On the radio, they tell me that if I owe at least $10,000 in credit card debt, I “qualify for a free help program.” It's an obvious come-on from a debt consolidator who wants me to take out a huge loan and get further into debt. Now, Woman’s Day Magazine on their womansday.com site is searching for someone in debt who will write blog posts about her misery. She’ll get paid $50 for every post she writes spilling her guts to the world about her bad financial habits. This information brought to you courtesy of Laura Rowley’s Money and Happiness blog. She promises to provide tips and advice to help the woman chosen for this lucky experiment.
Too bad I don’t qualify for either offer. No, wait. Good for me. I’m not in debt.
How about you? Are you willing to go on television on some cable show or be profiled repeatedly on the same blog as you daily or weekly or monthly reveal every stupid money mistake you make? Didn’t think so. By definition, people who make these kinds of deals are desperate. They have given up, so they seize upon the idea of laying their problems at someone else’s feet.
Blogging about being in debt is a fine idea, though, and here’s why. The Internet is public. Most people in debt are keeping it a secret, and the shame is almost as overwhelming as the debt itself. Yes, it is traditional in this country (and many others, no doubt) to keep our money situation as very private business, even more private than our sex lives.
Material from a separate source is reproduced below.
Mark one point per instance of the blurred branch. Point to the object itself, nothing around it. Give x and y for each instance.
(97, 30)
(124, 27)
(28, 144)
But does this make us happy? How many people do we know who are deeply in debt but still trying to live a lie, to keep up with the image of prosperity they have been faking through the foolish use of credit? More than you might think. Years ago I read a warning to be an alert driver; it claimed that 10 percent of people driving at any time are drunk, drugged, high, sobbing hysterically, or otherwise seriously impaired. (We can now add texting and using their cell phones instead of paying attention to the road.) Bottom line, what we see is not the truth. Many people we know who act as if they have plenty of money, who spend with a large hand, are secretly in debt and frantic to get out from under. But their sense of amour propre continues to compel them to fake it.
Maybe blogging, even if no one reads your blog because you never tell anyone about it, can help you get control of your financial situation. You don’t need to take out a debt consolidation loan, or become the paid show dog of some multimillion dollar company, to blog your own damn way out of debt. Start by creating your blog, which as you know is free. Then consider topics, such as: How It Started, or How it Snowballed, or What I Hate the Most about Being in Debt.
Blogging is like thinking out loud. If you aren’t ready to tell friends (the real ones) and relatives (the nontoxic ones) that you are in debt, tell the world anonymously through your blog. Your words could help you see your life in a new light, and possibly, you’ll find your way out of debt.